A Singular Value Thresholding Algorithm for Matrix Completion
Jian-Feng Cai, Emmanuel J. Candes, Zuowei Shen

TL;DR
This paper presents an efficient first-order algorithm for large-scale low-rank matrix completion, leveraging singular value soft-thresholding to recover matrices from limited data with minimal computational resources.
Contribution
It introduces a simple, scalable algorithm for matrix completion that is particularly effective for large problems with low-rank solutions, improving over traditional methods.
Findings
Recovered 1,000x1,000 matrices in under a minute.

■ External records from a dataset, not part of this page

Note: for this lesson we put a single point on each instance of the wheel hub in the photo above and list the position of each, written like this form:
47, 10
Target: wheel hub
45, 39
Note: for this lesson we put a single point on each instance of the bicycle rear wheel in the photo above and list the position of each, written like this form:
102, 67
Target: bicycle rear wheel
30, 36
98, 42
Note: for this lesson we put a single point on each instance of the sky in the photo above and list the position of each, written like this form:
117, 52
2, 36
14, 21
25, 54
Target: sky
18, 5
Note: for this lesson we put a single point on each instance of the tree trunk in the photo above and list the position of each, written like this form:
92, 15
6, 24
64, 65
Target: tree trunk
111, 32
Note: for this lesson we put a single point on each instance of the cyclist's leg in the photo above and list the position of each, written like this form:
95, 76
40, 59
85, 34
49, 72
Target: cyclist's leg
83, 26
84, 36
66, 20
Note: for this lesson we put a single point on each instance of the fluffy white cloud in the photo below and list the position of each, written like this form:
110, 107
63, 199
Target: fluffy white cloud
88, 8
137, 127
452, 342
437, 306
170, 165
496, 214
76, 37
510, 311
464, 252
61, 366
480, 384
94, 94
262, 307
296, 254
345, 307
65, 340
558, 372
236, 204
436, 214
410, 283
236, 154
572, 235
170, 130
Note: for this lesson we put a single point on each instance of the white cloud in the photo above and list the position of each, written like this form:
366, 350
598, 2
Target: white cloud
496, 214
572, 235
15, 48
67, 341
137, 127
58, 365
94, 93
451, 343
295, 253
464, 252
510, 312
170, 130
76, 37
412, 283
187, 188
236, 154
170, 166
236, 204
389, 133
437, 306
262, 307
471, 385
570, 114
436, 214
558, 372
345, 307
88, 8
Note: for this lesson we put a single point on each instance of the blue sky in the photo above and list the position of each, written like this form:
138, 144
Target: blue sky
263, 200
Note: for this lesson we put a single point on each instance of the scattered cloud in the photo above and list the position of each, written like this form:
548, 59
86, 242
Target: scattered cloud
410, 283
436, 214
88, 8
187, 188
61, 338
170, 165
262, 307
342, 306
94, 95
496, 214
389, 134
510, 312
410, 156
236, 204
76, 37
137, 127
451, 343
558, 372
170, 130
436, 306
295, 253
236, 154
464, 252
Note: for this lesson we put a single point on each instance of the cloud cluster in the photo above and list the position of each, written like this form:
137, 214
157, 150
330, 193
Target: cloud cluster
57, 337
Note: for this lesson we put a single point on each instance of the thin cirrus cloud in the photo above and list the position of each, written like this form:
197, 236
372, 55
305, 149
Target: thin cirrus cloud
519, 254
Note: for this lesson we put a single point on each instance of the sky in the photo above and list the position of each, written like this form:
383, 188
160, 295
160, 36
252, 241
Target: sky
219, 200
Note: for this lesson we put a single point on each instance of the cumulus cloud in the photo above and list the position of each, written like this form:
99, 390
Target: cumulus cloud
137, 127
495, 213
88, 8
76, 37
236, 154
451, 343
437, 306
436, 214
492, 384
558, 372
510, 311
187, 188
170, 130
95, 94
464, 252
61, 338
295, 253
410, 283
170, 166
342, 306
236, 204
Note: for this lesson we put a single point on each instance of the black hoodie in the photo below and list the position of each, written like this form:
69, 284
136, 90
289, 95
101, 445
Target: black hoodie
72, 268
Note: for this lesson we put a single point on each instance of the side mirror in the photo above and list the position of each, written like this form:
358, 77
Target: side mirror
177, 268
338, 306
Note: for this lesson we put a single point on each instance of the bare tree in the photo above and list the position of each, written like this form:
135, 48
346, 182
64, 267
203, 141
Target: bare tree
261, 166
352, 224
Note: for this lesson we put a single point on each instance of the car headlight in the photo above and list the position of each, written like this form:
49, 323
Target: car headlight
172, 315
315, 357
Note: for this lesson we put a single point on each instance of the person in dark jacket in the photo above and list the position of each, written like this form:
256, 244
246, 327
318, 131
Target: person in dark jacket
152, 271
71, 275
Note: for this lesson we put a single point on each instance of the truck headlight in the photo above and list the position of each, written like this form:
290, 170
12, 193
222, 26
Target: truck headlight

Successfully completed matrix recovery with nearly a billion unknowns.
Demonstrated effectiveness on matrices with rank about 10 from 0.4% sampled entries.
Abstract
This paper introduces a novel algorithm to approximate the matrix with minimum nuclear norm among all matrices obeying a set of convex constraints. This problem may be understood as the convex relaxation of a rank minimization problem, and arises in many important applications as in the task of recovering a large matrix from a small subset of its entries (the famous Netflix problem). Off-the-shelf algorithms such as interior point methods are not directly amenable to large problems of this kind with over a million unknown entries. This paper develops a simple first-order and easy-to-implement algorithm that is extremely efficient at addressing problems in which the optimal solution has low rank. The algorithm is iterative and produces a sequence of matrices (X^k, Y^k) and at each step, mainly performs a soft-thresholding operation on the singular values of the matrix Y^k. There are…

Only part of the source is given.